What is Forex?
Forex, short for foreign exchange, is the global market where
currencies are traded. It is the largest and most liquid financial
market in the world, with an average daily turnover of 6.6
trillion U.S. dollars as of 2019. The forex market operates on the
fluctuations in exchange rates, where traders speculate on the
price movements of currency pairs, profiting from the difference
between buying and selling prices.
What is Margin?
Margin is the amount of a trader’s funds required to open a new
position in the forex market. It is calculated based on the size
of the trade, which is measured in lots. A standard lot is 100,000
units of currency. Smaller lot sizes include mini lots (10,000
units), micro lots (1,000 units), and nano lots (100 units). The
larger the lot, the greater the margin requirement. Margin allows
traders to use leverage, enabling them to place larger trades than
their available capital.
What is Leverage?
Leverage allows traders to control larger positions with less
capital by borrowing funds from a broker.
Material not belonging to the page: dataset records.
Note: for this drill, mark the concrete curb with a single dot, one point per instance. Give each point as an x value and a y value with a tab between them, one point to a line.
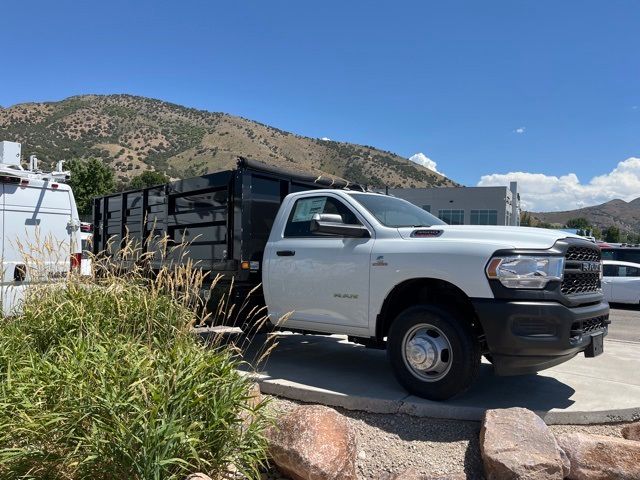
424	408
334	372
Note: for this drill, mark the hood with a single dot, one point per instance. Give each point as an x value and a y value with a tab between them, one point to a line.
501	237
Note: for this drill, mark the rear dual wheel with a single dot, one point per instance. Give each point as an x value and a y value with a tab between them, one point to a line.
433	352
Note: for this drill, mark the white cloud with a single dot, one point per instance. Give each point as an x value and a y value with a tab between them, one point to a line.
540	192
422	159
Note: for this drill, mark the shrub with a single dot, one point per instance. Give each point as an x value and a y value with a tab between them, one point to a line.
106	380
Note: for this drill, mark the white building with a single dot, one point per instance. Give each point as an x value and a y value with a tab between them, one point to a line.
467	205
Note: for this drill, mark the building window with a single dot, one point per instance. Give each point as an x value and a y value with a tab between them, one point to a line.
452	217
484	217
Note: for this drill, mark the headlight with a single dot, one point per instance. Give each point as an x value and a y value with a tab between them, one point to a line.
523	271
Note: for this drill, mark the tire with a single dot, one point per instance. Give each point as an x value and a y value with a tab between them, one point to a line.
414	340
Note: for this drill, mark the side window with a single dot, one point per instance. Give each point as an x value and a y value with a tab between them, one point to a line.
610	271
633	272
299	222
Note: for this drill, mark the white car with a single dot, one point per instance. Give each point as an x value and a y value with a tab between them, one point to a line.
621	281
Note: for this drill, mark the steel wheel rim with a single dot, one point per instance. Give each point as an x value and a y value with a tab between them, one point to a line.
427	352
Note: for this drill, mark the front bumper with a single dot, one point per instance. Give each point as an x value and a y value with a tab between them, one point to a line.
528	336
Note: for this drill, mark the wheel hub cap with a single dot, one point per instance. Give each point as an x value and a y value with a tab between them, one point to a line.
421	353
427	352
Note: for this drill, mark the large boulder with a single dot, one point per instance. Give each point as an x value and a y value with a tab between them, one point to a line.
600	457
516	444
632	431
313	442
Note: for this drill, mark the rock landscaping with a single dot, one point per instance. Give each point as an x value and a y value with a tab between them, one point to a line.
310	442
516	443
313	443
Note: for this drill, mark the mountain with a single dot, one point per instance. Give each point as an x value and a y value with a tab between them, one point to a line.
624	215
134	134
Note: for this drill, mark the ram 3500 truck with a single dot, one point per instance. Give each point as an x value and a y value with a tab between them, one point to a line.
390	275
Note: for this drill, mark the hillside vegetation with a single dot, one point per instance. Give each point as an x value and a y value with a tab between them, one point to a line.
137	134
616	213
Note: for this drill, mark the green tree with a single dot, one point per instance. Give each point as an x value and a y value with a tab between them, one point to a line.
611	234
579	223
90	178
148	179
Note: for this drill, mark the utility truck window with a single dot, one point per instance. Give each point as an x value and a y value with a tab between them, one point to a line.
396	213
299	223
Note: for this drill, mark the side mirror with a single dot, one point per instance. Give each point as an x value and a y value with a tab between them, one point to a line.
332	224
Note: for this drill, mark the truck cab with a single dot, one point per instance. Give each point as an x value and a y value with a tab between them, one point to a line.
437	297
40	225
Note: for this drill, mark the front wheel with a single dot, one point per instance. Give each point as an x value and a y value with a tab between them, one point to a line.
433	353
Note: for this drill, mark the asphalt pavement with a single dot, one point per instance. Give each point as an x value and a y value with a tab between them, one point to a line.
625	323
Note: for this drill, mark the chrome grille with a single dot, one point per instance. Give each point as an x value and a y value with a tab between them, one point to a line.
584	254
577	281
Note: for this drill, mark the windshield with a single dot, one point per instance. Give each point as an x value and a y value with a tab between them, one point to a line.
395	212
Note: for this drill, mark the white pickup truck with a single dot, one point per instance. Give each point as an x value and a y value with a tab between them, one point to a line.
387	273
378	269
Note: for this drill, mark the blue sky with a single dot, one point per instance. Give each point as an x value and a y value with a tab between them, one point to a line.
454	80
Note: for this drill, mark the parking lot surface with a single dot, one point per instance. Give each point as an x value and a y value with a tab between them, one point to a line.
332	371
625	323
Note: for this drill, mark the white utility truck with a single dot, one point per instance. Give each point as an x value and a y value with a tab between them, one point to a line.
380	270
40	224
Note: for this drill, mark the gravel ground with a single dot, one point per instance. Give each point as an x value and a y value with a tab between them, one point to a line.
392	443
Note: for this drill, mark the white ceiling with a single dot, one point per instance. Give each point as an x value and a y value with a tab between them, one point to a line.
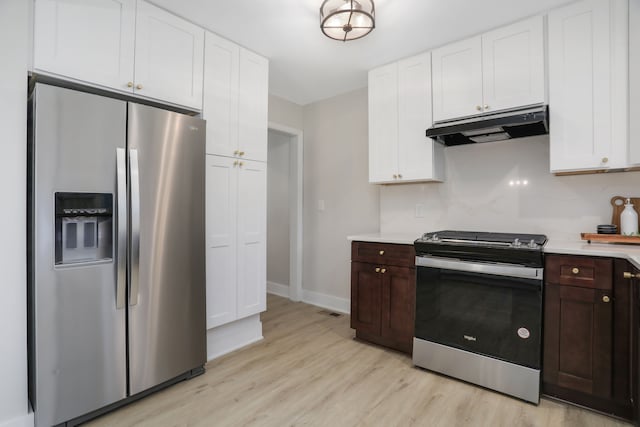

For example, with 1:100
leverage, a trader with $1,000 in their account can trade with
$100,000. While leverage magnifies the potential for gains, it
also increases the risk of losses, as the trader is using borrowed
funds to trade.
When is the Forex Market Open?
The forex market is open 24 hours a day, five days a week, due to
different time zones across the globe. It opens on Sunday at 5
p.m. EST and closes on Friday at 4 p.m. EST, with breaks for
holidays. Trading begins in Australasia, followed by Europe and
North America. This continuous trading cycle across time zones
makes the forex market particularly appealing to global traders.